RE:RE:RE:RE:RE:RE:RE:bonds trading at 46.00The strong $cdn has helped materially over the past year. The debt is $usd denominated so the run in the $C has added at least 5 points to the market price of the bond . And by the way, ATH does not have any other debt outstanding other than the LC facility which has to be 101% covered by deposits at the bank. So the letter of credit facility is like a prepaid credit card.
Maxmoe wrote: The bonds mature February 2022 which next month will be less than one year. Just the passage of time explains a big part of the change in the price but even at 46 they are priced sub junk. They are pricing in a high probability of insolvency and bankruptcy protection. Which is why I would still buy them because the refinancing is coming sooner rather than later. And I'm still enraged they haven't bought any back even at 50 cents on the dollar. Even $50 million worth, a small portion of the cash on hand, would drive the bonds and the stock up huge. That in turn would greatly improve the terms of the refinancing. Most frustrating is despite repeated requests, management won't comment. K them yourself. It's the number one question they always get!! Have they considered buying back bonds? No comment. Are there covenants that prevent them from even a small buyback? No comment. Are their heads up their arses? Hmph, Hmmpphhh.
Maxmoe wrote: Hahaha Chris. For a guy that owns exactly 100 shares of ATH, maybe the problem is the minimum buy for a bond is $1000 face value . Those bonds are my hot button. I called and spoke to my discount brokers at TD and BMO twice each. Neither would even give me a quote. And Why T F the company didn't buyback the bonds last spring at $18 makes me apoplectic. If you use a real broker, not one of the bank owned discount brokers, try and buy some. Good luck and please post here which broker you used so I can open an account. The bonds don't trade on "the bond desk" they are listed and trade on the Berlin exchange, a second or third tier exchange.

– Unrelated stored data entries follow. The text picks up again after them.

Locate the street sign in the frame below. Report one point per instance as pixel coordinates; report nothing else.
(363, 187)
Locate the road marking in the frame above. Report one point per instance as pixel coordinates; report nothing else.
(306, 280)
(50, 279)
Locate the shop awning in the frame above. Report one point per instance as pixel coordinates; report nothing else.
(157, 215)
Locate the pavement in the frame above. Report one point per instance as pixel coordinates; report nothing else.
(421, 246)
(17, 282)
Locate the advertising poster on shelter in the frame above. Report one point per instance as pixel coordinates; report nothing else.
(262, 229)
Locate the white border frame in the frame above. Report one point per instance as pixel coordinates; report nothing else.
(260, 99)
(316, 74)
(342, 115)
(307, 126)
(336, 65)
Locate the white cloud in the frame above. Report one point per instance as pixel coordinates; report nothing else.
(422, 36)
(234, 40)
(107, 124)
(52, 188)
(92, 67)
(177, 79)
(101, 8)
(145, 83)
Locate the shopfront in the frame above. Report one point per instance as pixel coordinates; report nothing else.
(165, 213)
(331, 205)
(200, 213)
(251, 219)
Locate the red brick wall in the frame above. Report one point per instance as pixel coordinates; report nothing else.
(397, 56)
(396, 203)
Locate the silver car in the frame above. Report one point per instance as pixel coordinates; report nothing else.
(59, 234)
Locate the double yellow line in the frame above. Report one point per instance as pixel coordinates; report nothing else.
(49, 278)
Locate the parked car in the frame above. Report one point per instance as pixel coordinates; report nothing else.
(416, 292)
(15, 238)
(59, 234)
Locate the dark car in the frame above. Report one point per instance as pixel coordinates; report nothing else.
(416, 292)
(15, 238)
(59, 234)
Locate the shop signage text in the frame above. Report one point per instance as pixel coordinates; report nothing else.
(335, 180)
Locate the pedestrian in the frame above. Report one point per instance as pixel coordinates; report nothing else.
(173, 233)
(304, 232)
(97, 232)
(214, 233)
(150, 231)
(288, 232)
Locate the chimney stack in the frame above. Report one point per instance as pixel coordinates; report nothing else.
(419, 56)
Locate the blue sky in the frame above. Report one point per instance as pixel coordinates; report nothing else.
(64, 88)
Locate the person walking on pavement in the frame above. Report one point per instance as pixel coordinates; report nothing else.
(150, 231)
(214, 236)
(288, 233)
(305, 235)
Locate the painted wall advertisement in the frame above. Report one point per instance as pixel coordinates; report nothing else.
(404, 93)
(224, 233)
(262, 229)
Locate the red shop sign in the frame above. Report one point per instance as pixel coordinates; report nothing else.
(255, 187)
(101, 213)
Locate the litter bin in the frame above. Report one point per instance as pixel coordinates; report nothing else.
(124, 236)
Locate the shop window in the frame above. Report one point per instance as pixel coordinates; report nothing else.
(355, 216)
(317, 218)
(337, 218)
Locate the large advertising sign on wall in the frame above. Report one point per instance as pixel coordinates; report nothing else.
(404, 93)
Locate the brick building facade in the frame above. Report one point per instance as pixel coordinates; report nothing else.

Chris007 wrote: Again for TD, when I look at the High Yield section, the offerings are even slimmer
Air Canada
Bombardier
Parkland
Russel Metals
Sherritt
SNC
Transalta
I guess they don't have a very big inventory of junk bonds
Chris007 wrote: Probably not with discount brokers, anyway.
I'm with with TD and the only corporates I can see that are readily available for purchase are the usual investment grade stuff, that are more liquid (RBC, BMO, TD, CIBC, Telus, Bell, Rogers, Enbridge)
Nothing below BBB.
Primetime1 wrote: Is there any practical way for a retail investor to actually buy these bonds?